Carrot Scarlet Nantes. Direct sow these seeds outside in the early spring, about two weeks before the last expected frost. They can also be planted in the fall. Plant them approximately two inches apart and ½ to ¾ inch below the surface of the soil. You can sow them even closer together because you will be thinning them out later. Your rows should be spaced at between six and 24 inches apart. Choose a stone-free soil and enhance it with organic matter. Make sure the soil receives plenty of water. Grow them in full sun if possible. These plants may be susceptible to aphids, carrot rust flies, wireworms and blight.
Cauliflower Snowball. Sow seeds indoors before the last frost, or direct sow the seeds outside after the last frost. Plant the seeds about ¼ inch under the soil surface, leaving 24 to 30 inches between plants. For an even greater likelihood of success, plant the seeds in early September in flats and place them in a cold frame. Repot them into peat pots approximately six weeks later and move them into a cool greenhouse where you can repot them again into larger pots in mid-winter before moving them to your garden in late April. These plants may be susceptible to blackleg, downy mildew, club root, cabbage looper, cucumber beetles, cabbageworm, ring spot, powdery mildew, black rot, thrips and flea beetles.
Corn Golden Bantum. Plant seeds in loose, well-worked soil after it has warmed to about 65 degrees F. In cooler climates, start them indoors.

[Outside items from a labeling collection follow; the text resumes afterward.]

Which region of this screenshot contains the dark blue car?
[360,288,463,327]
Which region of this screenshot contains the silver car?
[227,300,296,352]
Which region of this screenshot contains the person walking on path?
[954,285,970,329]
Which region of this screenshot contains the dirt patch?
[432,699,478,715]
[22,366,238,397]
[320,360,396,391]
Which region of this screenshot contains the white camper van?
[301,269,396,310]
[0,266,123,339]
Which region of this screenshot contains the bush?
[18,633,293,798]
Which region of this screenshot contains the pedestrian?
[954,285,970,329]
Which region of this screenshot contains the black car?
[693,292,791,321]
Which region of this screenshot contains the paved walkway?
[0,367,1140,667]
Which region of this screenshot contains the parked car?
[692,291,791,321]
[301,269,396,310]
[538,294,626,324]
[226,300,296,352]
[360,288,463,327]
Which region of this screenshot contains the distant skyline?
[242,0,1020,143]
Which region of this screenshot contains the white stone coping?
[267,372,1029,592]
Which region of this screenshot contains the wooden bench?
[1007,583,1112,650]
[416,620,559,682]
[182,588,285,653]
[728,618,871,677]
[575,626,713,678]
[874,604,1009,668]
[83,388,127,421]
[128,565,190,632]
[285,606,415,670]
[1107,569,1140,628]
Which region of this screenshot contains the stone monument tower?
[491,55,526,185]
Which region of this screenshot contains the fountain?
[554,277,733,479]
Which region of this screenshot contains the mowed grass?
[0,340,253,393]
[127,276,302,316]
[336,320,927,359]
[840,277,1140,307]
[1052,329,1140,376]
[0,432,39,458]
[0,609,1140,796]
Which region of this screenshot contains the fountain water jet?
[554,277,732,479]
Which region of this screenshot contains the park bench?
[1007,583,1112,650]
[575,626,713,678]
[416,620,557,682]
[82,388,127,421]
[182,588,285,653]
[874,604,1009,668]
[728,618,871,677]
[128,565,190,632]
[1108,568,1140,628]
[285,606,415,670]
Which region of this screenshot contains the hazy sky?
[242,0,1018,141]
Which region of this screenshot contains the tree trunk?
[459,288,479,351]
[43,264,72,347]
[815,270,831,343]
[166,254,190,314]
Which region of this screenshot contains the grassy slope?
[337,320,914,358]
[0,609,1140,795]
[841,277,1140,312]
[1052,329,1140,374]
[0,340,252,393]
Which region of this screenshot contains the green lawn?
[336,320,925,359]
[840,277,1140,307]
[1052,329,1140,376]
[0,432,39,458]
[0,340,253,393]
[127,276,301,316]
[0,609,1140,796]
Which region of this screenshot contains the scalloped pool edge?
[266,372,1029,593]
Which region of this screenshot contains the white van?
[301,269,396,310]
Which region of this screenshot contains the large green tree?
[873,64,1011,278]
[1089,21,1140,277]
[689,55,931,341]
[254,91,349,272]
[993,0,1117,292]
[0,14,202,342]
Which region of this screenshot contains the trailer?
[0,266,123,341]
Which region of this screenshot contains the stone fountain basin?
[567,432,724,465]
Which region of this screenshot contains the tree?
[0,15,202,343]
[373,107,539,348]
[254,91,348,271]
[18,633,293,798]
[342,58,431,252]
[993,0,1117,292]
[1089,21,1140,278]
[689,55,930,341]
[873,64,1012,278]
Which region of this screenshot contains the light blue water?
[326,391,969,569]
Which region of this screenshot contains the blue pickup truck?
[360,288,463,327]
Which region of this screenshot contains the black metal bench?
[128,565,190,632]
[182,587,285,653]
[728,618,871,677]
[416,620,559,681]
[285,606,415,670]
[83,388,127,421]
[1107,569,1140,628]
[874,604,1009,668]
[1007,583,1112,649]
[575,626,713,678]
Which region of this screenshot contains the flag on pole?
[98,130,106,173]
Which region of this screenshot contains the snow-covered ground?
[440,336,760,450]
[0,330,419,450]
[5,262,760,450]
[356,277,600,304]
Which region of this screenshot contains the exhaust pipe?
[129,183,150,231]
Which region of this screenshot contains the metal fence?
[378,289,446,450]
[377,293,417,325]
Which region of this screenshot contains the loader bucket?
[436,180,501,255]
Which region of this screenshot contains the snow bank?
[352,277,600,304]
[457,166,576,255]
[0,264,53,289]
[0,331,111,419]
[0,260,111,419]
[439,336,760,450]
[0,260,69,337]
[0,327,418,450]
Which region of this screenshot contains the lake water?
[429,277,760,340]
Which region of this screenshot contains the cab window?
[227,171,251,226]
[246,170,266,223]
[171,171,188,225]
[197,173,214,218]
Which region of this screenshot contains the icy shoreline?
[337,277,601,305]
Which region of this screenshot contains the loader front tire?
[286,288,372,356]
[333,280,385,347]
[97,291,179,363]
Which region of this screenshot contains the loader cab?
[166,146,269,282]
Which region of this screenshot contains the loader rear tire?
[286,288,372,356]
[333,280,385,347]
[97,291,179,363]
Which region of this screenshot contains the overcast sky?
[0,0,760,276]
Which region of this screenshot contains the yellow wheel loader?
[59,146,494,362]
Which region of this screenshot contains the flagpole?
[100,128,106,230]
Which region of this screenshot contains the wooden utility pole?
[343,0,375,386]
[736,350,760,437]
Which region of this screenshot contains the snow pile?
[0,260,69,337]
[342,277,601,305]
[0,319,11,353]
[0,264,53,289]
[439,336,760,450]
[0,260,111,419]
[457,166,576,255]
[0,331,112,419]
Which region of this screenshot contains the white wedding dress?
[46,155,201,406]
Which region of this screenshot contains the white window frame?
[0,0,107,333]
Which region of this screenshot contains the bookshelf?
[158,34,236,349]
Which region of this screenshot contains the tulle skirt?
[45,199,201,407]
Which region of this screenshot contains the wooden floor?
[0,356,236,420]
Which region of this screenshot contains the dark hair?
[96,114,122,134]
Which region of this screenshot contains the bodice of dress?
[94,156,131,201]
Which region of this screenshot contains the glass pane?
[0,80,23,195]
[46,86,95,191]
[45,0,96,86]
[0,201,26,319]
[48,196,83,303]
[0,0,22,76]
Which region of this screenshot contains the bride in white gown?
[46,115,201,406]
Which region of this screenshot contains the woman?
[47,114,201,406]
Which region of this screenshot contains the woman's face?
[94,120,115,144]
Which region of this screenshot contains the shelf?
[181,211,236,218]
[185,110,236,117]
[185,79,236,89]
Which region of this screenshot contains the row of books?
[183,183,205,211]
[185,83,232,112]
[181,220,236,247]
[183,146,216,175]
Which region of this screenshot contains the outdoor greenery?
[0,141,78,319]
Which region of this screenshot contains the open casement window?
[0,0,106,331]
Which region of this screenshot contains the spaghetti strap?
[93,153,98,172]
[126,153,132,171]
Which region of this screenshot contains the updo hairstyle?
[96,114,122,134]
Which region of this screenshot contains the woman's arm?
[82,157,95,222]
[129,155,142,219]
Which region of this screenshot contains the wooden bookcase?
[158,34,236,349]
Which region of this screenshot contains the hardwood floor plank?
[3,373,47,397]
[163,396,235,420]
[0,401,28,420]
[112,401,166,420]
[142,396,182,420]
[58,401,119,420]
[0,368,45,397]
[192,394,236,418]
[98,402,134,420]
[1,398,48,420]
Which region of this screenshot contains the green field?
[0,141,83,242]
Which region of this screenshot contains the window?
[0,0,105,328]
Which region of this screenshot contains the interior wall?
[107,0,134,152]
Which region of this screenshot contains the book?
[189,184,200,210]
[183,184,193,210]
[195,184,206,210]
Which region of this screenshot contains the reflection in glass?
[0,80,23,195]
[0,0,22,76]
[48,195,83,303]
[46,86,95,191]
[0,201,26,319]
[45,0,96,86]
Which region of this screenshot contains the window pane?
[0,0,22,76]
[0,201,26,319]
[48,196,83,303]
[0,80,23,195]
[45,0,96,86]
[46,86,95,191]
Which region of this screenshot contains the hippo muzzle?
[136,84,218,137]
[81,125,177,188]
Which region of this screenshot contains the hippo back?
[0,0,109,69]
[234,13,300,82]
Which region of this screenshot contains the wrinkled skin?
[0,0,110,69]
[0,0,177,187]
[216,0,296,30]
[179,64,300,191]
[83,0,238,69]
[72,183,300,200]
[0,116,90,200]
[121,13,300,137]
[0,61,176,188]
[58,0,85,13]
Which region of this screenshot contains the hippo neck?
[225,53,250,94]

Enrich the soil well because corn is a heavy feeder. Direct sow the seeds one to 1 ½ inches deep and five to 18 inches apart in blocks of rows three feet apart. Sow two seeds together in case one fails to germinate, then remove the weaker one when they reach ¾ inch tall. Soil should be weed free. After the corn is one foot tall, thin to six to eight inches apart. These plants may be susceptible to earworms, aphids, cucumber beetles, cutworms, flea beetles, Japanese beetles, thrips, wireworms, bacteria wilt and downy mildew.
Cucumber Marketmore 76. Direct sow the seeds outside after the danger of the last frost has passed. Plant them in hills of two to three plants per hill and at 36 to 48 inches apart, about ½ inch below the surface of the soil. Another option is sowing seeds in a greenhouse in mid-fall at a temperature of 70 degrees F, tying them onto a stake support and transplanting the seedlings. Grow this plant in fertile, well-drained soil. Use a general liquid fertilizer every two weeks or so after the first cucumbers begin to develop. These plants may be susceptible to cucumber beetles, gray squash bugs, cucumber mosaic virus, bacteria wilt and powdery mildew.